British Museum Sues Former Curator Over Alleged Theft of Artifacts

London, March 26, 2024, The Europe Today: The British Museum has taken legal action against its former curator, Peter Higgs, accusing him of pilfering hundreds of priceless artifacts from its esteemed collections and subsequently offering them for sale online. This lawsuit, filed on Tuesday, marks a significant escalation in the aftermath of a scandal that has tarnished the reputation of one of the world’s most renowned cultural institutions.
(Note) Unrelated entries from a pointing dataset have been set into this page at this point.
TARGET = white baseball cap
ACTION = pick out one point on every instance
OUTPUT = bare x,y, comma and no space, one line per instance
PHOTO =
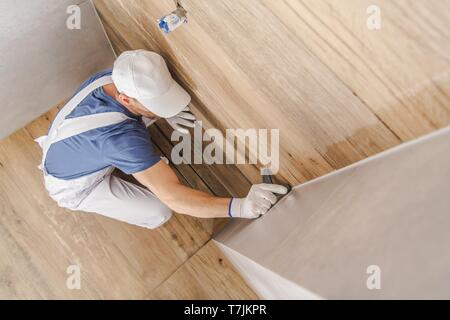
144,76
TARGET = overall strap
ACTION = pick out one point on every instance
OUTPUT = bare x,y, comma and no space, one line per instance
75,101
63,128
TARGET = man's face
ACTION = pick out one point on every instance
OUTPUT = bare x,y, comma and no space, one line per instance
143,110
Higgs, who was terminated from his position in July of last year, came under intense scrutiny after the museum uncovered the disappearance of over 1,800 artifacts, including gold jewelry and semi-precious stones spanning from the 15th century B.C. to the 19th century A.D. The revelation sent shockwaves through the museum and beyond, prompting a thorough investigation into the extent of the theft and the circumstances surrounding it.

The fallout from the scandal has been profound, with the museum’s director resigning amid criticism of his handling of the situation. In legal proceedings against Higgs, lawyers representing the museum have alleged that he systematically abused his position of trust to siphon off ancient gems and other valuable pieces from the museum’s storerooms over the course of a decade.

Daniel Burgess, a lawyer representing the museum, emphasized the cultural and historical significance of the stolen items, underscoring the gravity of the alleged offenses. Burgess further asserted that Higgs had attempted to conceal his illicit activities by resorting to various deceptive tactics, including the use of fake identities, falsified documents, and manipulation of the museum’s records.

In a decisive move, High Court judge Heather Williams has ordered Higgs to account for any items currently in his possession within a four-week timeframe. Additionally, she has mandated the disclosure of Higgs’ eBay and PayPal records, signaling a concerted effort to trace the flow of the stolen artifacts and recover as many of them as possible.

While the museum has managed to reclaim 356 of the missing items to date, the legal battle is far from over. Higgs, who was reportedly absent from Tuesday’s hearing due to health reasons, has vehemently denied the allegations leveled against him and intends to contest the museum’s claims in court. Notably, he has not been formally charged with any criminal offenses, although a separate police investigation into his activities remains ongoing.

The unfolding saga underscores the challenges faced by institutions tasked with safeguarding the world’s cultural heritage and serves as a stark reminder of the importance of robust oversight and accountability measures in preserving these invaluable treasures for future generations. As the legal proceedings continue to unfold, the global art community watches closely, eager to see justice served and the stolen artifacts restored to their rightful place within the hallowed halls of the British Museum.